***
Sudah seharian Radena terduduk di depan meja belajar dan sibuk dengan sketchbook-nya.
"A, makan." Bi Iin mengetuk pintu kamarnya.
"Masuk aja Bi," sahutnya tanpa menghentikan kegiatan dan mengalihkan pandang.
Bi Iin yang menangkap suaranya pun membuka pintu perlahan.
Dan setelah dia berhasil memasuki ruang kamar, pergerakannya terjeda sesaat. Ia terpaku pada remaja laki-laki yang sekarang memunggunginya. Dengan bibir tersenyum, dia mulai mendekat.
"Aa masih gambar? Ini udah sore lho. Nggak pegel tangannya? Dari pagi sibuk banget kayaknya ngegambar."
"Iya Bi.

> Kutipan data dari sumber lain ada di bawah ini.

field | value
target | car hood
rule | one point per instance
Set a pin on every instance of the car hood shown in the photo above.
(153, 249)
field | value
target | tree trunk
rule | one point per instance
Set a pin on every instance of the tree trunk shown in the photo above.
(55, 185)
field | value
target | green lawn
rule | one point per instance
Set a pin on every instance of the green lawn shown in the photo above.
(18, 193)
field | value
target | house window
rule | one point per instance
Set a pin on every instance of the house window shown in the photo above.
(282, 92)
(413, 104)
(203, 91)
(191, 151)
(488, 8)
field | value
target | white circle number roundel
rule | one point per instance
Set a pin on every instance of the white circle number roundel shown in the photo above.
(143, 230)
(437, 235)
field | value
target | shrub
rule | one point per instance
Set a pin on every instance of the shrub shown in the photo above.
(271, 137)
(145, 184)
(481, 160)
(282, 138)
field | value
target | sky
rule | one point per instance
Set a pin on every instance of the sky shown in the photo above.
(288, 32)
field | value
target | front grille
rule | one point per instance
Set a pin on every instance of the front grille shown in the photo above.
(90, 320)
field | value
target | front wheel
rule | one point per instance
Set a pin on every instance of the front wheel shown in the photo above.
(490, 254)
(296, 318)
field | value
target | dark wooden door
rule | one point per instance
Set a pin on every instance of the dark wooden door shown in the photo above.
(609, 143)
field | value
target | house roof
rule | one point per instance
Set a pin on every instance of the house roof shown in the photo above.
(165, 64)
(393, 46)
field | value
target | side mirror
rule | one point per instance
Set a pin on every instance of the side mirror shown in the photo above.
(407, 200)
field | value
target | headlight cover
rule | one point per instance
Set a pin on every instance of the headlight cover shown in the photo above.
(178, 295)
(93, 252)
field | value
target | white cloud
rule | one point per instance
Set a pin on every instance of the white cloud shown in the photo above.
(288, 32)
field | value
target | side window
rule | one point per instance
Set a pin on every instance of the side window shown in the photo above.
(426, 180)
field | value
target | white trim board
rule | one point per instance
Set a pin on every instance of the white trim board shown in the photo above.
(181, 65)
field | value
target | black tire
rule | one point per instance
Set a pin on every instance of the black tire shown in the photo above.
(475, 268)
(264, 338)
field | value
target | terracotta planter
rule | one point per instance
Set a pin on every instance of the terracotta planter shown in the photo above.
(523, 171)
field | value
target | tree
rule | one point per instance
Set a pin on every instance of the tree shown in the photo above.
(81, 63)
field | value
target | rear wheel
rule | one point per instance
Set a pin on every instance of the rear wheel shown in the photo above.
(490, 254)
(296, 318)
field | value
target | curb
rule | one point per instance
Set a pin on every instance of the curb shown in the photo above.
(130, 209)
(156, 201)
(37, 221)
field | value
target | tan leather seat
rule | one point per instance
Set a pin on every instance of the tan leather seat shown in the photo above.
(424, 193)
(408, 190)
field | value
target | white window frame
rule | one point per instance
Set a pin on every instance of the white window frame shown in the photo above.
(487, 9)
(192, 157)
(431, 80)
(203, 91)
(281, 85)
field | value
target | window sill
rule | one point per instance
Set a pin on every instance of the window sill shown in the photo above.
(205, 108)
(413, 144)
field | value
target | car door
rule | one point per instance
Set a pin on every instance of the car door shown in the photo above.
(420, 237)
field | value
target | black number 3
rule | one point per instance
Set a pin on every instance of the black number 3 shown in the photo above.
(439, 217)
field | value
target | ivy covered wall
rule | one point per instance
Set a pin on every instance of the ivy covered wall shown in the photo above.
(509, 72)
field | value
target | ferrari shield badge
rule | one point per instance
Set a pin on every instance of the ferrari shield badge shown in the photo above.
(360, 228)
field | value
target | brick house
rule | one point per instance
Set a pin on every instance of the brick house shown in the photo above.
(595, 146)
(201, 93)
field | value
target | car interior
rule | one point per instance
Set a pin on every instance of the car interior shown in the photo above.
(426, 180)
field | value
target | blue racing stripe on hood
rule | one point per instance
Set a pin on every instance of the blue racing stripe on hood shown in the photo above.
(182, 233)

Dikit lagi."
Karena penasaran, Bi Iin mencuri pandang di balik kegiatannya yang meletakkan makanan di atas meja belajar.
Matanya sedikit terbuka. Terpana pada sketsa yang sedang Radena buat.
"Ih, itu kayak si Néng Geulis. Aa udah mulai suka ya sama dia?" godanya dengan mencolek bahu Radena gemas. "Apa Bibi bilang. Pasti Aa bakalan jatuh hati ke si Néng Geulis. Nggak mungkin kalau nggak mah."
"Apa sih Bi. Udah. Sana. Ini urusan anak muda." Radena mengusirnya. Jujur, dia malu.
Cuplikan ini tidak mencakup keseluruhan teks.